The Data Scientist in a Box (DSBox) system is an AutoML system that automates the generation of machine learning pipelines, including data augmentation, data cleaning, data featurization, model selection and hyperparameter tuning. DSBox uses a highly customizable pipeline template representation that allows advance users to easily incorporate their machine learning knowledge to configure the pipeline search space. For non-expert users DSBox generates high quality machine learning models with minimal need of intervention.
DSBox is part of the Data Driven Discovery of Models (D3M) program. More information about the program and about related projects can be found at the D3M website.
This is the final release version of DSBox AutoML system. The dockerlized version is available at https://hub.docker.com/repository/docker/ckxz105/dsbox-ta2 (public). This docker has all primitives installed and ready to run except some speicial primitives that required static files.
If running with some special primitives(most are images/audio related), you need to download the static files.
To download them, please add extra python3 -m d3m index download
inside the docker build file (available at dockerBuildFiles folder of this repo).

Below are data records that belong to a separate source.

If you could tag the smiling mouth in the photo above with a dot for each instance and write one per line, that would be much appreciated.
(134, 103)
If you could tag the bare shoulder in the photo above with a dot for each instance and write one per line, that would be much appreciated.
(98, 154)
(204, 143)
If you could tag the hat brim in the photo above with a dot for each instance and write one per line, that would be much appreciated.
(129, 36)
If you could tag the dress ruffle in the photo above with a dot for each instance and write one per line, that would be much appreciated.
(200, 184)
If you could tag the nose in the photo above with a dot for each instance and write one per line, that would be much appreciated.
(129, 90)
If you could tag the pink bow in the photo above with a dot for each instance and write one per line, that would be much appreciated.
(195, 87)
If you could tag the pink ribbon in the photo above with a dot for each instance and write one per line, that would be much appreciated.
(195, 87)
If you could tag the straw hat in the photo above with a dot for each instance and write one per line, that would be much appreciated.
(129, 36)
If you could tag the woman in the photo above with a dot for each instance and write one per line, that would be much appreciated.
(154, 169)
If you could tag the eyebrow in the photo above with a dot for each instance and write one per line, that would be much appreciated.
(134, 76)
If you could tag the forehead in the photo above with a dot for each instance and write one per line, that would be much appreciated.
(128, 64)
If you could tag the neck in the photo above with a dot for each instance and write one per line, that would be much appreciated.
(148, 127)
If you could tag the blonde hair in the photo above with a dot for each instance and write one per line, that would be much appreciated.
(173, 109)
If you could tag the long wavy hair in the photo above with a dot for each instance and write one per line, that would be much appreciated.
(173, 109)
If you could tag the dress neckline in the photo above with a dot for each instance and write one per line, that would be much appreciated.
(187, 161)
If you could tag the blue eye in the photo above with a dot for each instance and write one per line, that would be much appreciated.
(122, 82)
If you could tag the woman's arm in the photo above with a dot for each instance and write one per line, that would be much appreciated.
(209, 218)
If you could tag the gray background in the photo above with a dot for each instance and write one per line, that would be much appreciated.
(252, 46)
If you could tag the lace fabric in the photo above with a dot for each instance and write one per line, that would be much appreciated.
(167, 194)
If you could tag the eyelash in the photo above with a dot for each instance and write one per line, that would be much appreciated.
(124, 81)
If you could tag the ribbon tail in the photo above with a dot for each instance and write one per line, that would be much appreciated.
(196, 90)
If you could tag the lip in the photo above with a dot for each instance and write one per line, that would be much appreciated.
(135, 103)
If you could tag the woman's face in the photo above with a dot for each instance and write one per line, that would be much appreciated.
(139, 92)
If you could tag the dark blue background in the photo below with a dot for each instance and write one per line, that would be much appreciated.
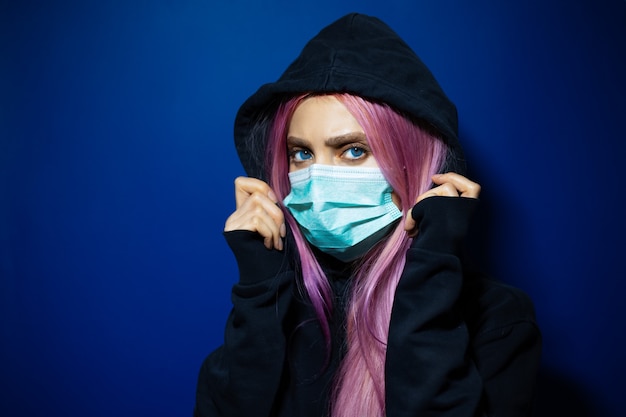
(117, 163)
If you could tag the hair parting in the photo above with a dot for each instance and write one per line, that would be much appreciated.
(408, 156)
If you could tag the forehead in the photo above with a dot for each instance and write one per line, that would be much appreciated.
(322, 117)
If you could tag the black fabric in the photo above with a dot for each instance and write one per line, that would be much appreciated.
(357, 54)
(459, 344)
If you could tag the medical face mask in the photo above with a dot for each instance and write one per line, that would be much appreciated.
(342, 211)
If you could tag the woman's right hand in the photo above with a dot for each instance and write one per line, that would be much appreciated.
(257, 211)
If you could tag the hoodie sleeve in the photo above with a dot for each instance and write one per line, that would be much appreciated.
(242, 377)
(437, 364)
(427, 368)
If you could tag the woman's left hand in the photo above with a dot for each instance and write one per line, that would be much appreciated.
(450, 184)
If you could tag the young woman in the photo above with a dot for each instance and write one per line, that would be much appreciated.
(353, 298)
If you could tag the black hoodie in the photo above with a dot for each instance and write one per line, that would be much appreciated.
(458, 345)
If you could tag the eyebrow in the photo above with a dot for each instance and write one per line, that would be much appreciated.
(335, 141)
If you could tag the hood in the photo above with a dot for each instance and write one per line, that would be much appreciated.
(356, 54)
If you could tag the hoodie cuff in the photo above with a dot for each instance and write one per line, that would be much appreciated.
(256, 263)
(443, 223)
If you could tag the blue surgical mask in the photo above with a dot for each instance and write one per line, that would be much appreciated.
(342, 211)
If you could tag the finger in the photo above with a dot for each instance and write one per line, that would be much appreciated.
(259, 214)
(464, 186)
(246, 186)
(257, 220)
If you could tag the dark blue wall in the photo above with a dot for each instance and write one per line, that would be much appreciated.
(117, 163)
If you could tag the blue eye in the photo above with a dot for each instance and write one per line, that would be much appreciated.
(301, 155)
(355, 152)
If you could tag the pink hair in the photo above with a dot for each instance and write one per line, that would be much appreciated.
(408, 156)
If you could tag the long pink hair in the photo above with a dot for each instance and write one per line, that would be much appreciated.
(408, 156)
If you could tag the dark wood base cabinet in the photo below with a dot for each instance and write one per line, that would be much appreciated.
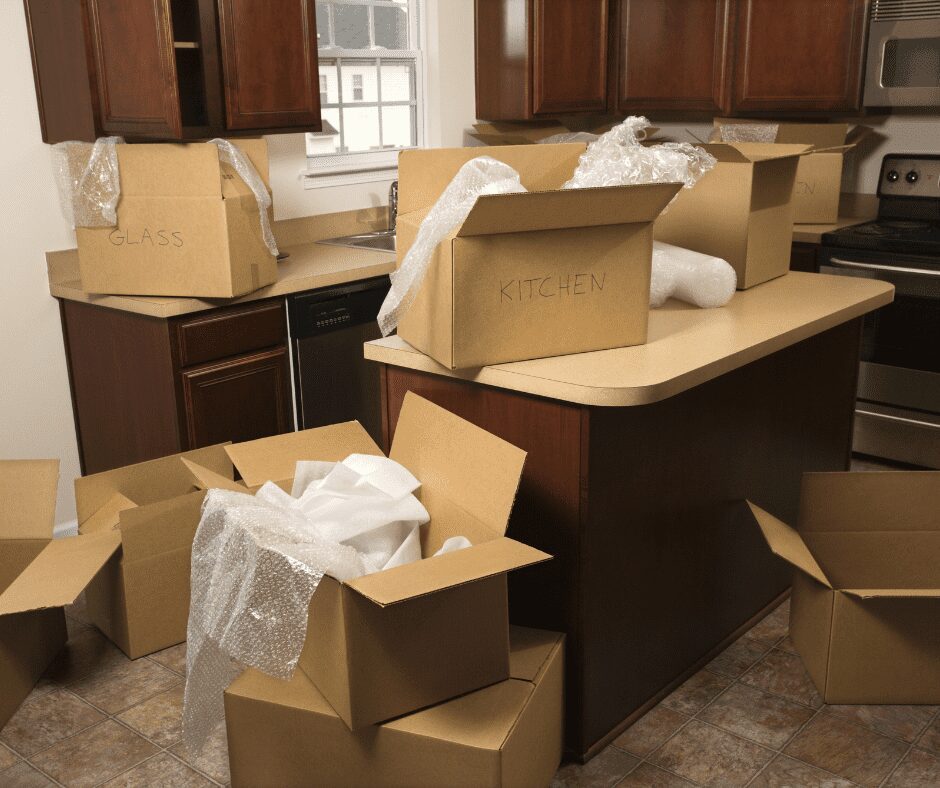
(145, 387)
(657, 563)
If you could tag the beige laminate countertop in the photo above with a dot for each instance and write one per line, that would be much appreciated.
(687, 346)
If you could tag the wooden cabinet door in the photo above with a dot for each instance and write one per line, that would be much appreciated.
(269, 60)
(800, 55)
(569, 56)
(238, 400)
(135, 65)
(672, 55)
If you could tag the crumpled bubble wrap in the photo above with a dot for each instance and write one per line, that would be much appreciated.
(88, 180)
(690, 276)
(482, 175)
(749, 132)
(258, 559)
(617, 158)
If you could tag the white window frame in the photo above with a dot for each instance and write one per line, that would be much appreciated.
(374, 166)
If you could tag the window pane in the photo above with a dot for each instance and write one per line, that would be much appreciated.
(329, 95)
(361, 128)
(397, 80)
(360, 81)
(351, 26)
(391, 28)
(398, 127)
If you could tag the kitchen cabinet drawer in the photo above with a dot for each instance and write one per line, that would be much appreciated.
(223, 333)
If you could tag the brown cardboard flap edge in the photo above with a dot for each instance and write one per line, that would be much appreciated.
(59, 573)
(439, 572)
(786, 543)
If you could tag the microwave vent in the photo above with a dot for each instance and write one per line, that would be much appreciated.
(899, 10)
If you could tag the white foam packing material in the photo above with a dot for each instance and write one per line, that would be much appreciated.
(258, 559)
(690, 276)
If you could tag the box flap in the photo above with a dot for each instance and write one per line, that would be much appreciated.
(788, 544)
(60, 572)
(457, 460)
(168, 170)
(207, 479)
(872, 501)
(274, 458)
(27, 498)
(445, 571)
(525, 212)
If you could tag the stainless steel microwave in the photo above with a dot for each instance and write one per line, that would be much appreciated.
(903, 66)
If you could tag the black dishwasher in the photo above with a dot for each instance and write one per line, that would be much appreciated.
(332, 380)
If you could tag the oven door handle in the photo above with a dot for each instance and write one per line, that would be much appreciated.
(890, 269)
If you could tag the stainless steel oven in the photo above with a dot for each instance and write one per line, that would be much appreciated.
(903, 65)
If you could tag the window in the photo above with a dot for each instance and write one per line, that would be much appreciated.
(371, 72)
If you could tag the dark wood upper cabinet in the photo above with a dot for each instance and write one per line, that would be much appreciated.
(174, 69)
(798, 56)
(673, 55)
(269, 54)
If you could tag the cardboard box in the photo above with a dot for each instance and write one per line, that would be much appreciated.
(509, 734)
(865, 606)
(818, 183)
(740, 211)
(395, 641)
(187, 225)
(545, 273)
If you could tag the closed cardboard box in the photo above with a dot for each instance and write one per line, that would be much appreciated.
(740, 211)
(543, 273)
(187, 225)
(509, 734)
(391, 642)
(865, 606)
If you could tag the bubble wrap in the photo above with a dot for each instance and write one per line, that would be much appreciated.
(693, 277)
(88, 181)
(749, 132)
(617, 158)
(233, 156)
(482, 175)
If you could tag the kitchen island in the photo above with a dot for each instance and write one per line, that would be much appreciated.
(639, 460)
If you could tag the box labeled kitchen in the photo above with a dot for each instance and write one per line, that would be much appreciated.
(818, 183)
(508, 734)
(392, 642)
(740, 211)
(865, 605)
(187, 225)
(547, 272)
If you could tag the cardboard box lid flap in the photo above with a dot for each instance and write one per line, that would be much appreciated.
(788, 544)
(275, 458)
(530, 211)
(455, 459)
(60, 572)
(446, 571)
(27, 498)
(893, 593)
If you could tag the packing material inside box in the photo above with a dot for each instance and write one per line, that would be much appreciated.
(817, 187)
(188, 224)
(508, 734)
(865, 606)
(545, 272)
(741, 211)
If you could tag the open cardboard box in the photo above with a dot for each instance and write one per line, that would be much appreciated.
(544, 273)
(509, 734)
(818, 183)
(391, 642)
(187, 225)
(865, 605)
(740, 211)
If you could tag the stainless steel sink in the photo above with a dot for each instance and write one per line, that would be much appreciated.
(380, 241)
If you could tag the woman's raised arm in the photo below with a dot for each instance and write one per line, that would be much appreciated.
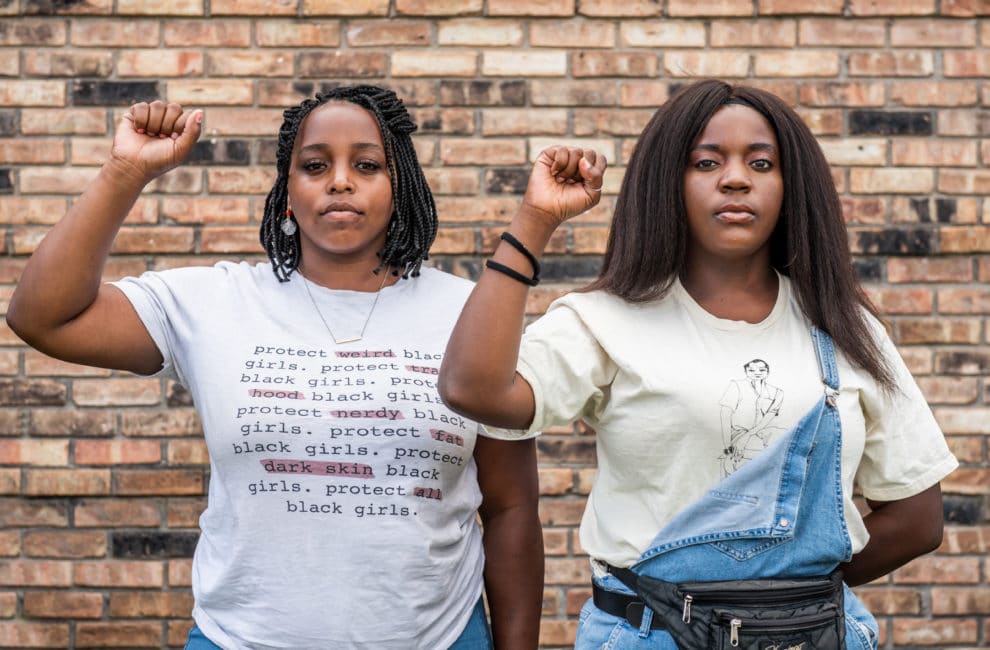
(60, 305)
(478, 377)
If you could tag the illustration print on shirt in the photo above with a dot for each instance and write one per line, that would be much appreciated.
(750, 407)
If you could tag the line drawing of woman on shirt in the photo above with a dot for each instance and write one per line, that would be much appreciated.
(749, 406)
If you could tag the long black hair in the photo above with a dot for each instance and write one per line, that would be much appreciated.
(648, 241)
(413, 225)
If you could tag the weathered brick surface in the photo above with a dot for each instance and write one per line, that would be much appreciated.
(103, 475)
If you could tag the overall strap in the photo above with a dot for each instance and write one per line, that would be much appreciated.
(826, 358)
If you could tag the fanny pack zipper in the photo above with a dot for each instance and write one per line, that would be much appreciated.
(795, 624)
(780, 596)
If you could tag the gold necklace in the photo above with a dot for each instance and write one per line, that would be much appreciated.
(319, 313)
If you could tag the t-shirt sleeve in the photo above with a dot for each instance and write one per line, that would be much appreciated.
(157, 297)
(568, 369)
(905, 451)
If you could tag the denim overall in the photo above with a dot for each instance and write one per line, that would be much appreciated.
(779, 515)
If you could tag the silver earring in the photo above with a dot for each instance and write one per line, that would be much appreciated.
(288, 225)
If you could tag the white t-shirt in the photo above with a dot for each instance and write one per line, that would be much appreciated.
(668, 387)
(343, 493)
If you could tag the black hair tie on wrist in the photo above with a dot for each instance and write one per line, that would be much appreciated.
(512, 273)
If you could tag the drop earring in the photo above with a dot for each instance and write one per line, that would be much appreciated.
(288, 225)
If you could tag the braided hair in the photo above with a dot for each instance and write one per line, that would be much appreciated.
(413, 225)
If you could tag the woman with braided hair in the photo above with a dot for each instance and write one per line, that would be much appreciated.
(343, 493)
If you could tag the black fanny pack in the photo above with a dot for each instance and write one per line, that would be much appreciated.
(784, 613)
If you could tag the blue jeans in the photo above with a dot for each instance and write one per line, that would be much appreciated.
(476, 635)
(780, 514)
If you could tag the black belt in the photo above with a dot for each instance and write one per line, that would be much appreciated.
(624, 606)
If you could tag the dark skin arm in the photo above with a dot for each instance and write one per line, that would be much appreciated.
(899, 532)
(513, 539)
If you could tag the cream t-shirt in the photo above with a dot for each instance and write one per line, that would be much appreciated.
(668, 388)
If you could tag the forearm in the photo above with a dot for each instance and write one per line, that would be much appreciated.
(63, 276)
(899, 532)
(514, 577)
(478, 375)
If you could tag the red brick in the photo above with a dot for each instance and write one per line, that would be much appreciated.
(933, 93)
(203, 210)
(208, 92)
(71, 423)
(975, 181)
(35, 573)
(841, 31)
(65, 544)
(902, 301)
(145, 482)
(438, 7)
(478, 32)
(938, 330)
(16, 210)
(564, 512)
(169, 7)
(708, 63)
(34, 635)
(434, 63)
(66, 482)
(120, 635)
(558, 633)
(68, 63)
(207, 33)
(117, 513)
(144, 575)
(921, 631)
(613, 64)
(972, 239)
(932, 33)
(29, 513)
(184, 512)
(584, 34)
(34, 32)
(772, 7)
(254, 63)
(114, 33)
(836, 93)
(374, 33)
(154, 424)
(554, 92)
(530, 8)
(891, 64)
(230, 240)
(885, 602)
(168, 604)
(164, 63)
(254, 7)
(452, 180)
(892, 7)
(754, 33)
(345, 7)
(191, 452)
(67, 121)
(567, 571)
(710, 8)
(34, 452)
(10, 545)
(619, 8)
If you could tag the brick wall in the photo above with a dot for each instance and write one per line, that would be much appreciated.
(102, 475)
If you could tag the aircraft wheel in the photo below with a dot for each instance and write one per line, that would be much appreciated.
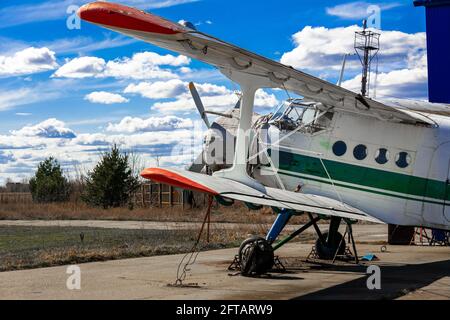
(327, 252)
(256, 256)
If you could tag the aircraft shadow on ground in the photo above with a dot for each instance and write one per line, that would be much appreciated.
(396, 281)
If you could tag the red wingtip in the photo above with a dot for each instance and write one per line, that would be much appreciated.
(174, 179)
(119, 16)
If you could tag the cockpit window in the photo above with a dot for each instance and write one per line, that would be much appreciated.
(292, 115)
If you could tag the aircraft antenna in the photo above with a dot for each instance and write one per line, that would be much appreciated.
(367, 45)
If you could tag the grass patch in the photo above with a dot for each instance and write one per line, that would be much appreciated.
(238, 213)
(35, 247)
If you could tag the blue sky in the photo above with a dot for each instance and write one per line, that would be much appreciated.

To use the dsbox-ta2 system only. Run with
docker run --entrypoint /user_opt/client.sh \
--name $docker_name \
-m 200G \
--shm-size=50g \
--cpus=20 \
-e D3MRUN=ta2 \
-e D3MINPUTDIR=/input \
-e D3MOUTPUTDIR=/output \
-e D3MLOCALDIR=/tmp \
-e D3MSTATICDIR=/static \
-e D3MPROBLEMPATH=/input/TRAIN/problem_TRAIN/problemDoc.json \
-e CUDA_VISIBLE_DEVICES=$gpu_id \
-e D3MCPU=$D3MCPU \
-e D3MRAM=50 \
-e D3MTIMEOUT=$D3MTIMEOUT \
-e DSBOX_LOGGING_LEVEL="dsbox=DEBUG:console_logging_level=WARNING:file_logging_level=DEBUG" \
-v ${dataset_dir}/${problem}:/input \
-v ${output_dir}:/output \
-v /data/1/dsbox/static_files/static/:/static \
$docker_image
The cpu / memory size can be modified by the users. According to different problems given. The logging level can also be changed. The important part is to sent corresponding dataset path {dataset_dir}, problem name {problem} and output path {output_dir}.
The input dataset should follow the requirement of D3M projects.
There is one sample dataset available at dsbox-ta2/unit_tests/resources
For detail structures of the dataset, please refer to https://gitlab.com/datadrivendiscovery/data-supply/-/tree/v4.0.0 (public repo)
Existed datasets: https://gitlab.datadrivendiscovery.org/d3m/datasets. (D3M users only)
The main focus output will be some json pipeline files at output/pipelines_ranked
. Those pipeline files can then be used to run and make predictions. For detail using of those pipelines, please refer to https://gitlab.com/datadrivendiscovery/d3m/-/tree/v2020.1.9/docs
There is also a score
folder which has the prediction scores based on the score dataset. If the score file is empty, it means the pipeline failed.